Первый кризис в жизни Гойи связан с его болезнью в 1792 году; второй – с оккупацией Мадрида наполеоновской армией в 1808 году. Тогда Гойя оказался в сложном положении. С одной стороны, он сочувствовал революции и всегда был невысокого мнения о своих венценосных хозяевах; к тому же хотел сохранить статус официального живописца независимо от того, кто находится при власти; поэтому на первых порах художник водил дружбу с французскими захватчиками. Однако вскоре он узнал, чтó в реальности означает оккупационный режим. Второго мая испанцы решили показать характер. В Мадриде, на площади Пуэрта-дель-Соль, вспыхнул бунт, французская артиллерия, занимавшая позиции на холме, выпустила по толпе несколько снарядов.

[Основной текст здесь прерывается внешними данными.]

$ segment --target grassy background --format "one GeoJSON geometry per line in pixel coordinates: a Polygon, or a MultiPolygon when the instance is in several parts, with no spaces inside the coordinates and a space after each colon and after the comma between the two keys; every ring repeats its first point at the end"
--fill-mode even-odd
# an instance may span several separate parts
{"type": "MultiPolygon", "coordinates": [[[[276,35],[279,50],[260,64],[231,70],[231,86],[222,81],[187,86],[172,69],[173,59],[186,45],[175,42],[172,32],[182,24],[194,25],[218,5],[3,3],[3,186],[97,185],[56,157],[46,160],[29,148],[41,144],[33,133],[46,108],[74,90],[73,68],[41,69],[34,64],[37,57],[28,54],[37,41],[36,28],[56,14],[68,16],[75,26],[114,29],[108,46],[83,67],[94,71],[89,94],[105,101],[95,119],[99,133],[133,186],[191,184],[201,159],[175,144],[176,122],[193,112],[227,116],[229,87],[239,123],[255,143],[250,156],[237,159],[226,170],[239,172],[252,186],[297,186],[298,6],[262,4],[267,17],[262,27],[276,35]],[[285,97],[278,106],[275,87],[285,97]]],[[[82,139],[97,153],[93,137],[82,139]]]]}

Затем маршал Мюрат приказал своим мамлюкам подавить восстание, а на следующий вечер в городе уже орудовали расстрельные команды. Все это положило начало бесчисленным зверствам, которые оставили неизгладимый след в душе художника и послужили материалом для самой страшной в истории изобразительного искусства летописи войны.

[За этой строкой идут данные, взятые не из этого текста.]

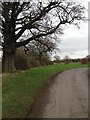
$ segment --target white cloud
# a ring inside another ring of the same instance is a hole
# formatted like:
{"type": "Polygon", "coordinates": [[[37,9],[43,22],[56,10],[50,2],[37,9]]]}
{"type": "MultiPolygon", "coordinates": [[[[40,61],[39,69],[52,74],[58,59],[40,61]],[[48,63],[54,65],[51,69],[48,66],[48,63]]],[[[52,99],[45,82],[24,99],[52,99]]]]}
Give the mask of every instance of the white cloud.
{"type": "MultiPolygon", "coordinates": [[[[89,0],[78,0],[86,8],[88,8],[89,0]]],[[[88,12],[86,12],[86,16],[88,12]]],[[[59,48],[61,53],[58,53],[61,58],[69,55],[71,58],[82,58],[88,55],[88,22],[82,22],[78,30],[74,26],[64,30],[64,35],[60,36],[61,44],[59,48]]]]}

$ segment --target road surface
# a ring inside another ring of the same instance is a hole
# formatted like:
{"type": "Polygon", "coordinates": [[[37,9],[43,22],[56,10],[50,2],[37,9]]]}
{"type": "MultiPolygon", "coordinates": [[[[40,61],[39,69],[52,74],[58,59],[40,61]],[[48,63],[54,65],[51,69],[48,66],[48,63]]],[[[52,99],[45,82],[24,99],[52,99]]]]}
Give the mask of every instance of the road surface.
{"type": "Polygon", "coordinates": [[[29,117],[88,118],[87,69],[60,73],[29,117]]]}

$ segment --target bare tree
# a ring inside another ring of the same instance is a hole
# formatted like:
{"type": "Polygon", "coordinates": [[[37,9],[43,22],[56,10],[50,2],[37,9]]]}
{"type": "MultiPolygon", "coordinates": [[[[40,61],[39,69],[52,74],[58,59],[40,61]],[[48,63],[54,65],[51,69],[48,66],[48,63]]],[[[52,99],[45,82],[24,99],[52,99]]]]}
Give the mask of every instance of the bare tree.
{"type": "MultiPolygon", "coordinates": [[[[17,0],[18,1],[18,0],[17,0]]],[[[30,2],[2,2],[0,28],[3,46],[3,71],[13,72],[14,56],[18,47],[26,46],[31,41],[38,41],[44,46],[47,40],[61,32],[61,25],[78,25],[84,20],[84,10],[80,4],[58,0],[58,2],[38,0],[30,2]]],[[[53,41],[52,40],[52,41],[53,41]]]]}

Гойя. Скверная ночь. Из серии «Капричос». 1799
В конце концов французов изгнали, и в феврале 1814 года Гойя обратился в Учредительное собрание[50] с предложением «увековечить посредством кисти самые выдающиеся и героические деяния нашего славного восстания против Тирана Европы». Предложение было принято, и Гойя приступил к работе над двумя картинами, посвященными событиям 2 и 3 мая: мамлюкская конница на Пуэрта-дель-Соль и расстрел повстанцев вечером следующего дня. Первая из них – полный художественный провал. Возможно, над Гойей довлели воспоминания о подобных композициях у Рубенса. Как бы то ни было, ошеломительной черно-белой вспышки не случилось; лошади статичны, фигуры искусственны. Вторая картина – едва ли не лучшая во всем его живописном наследии.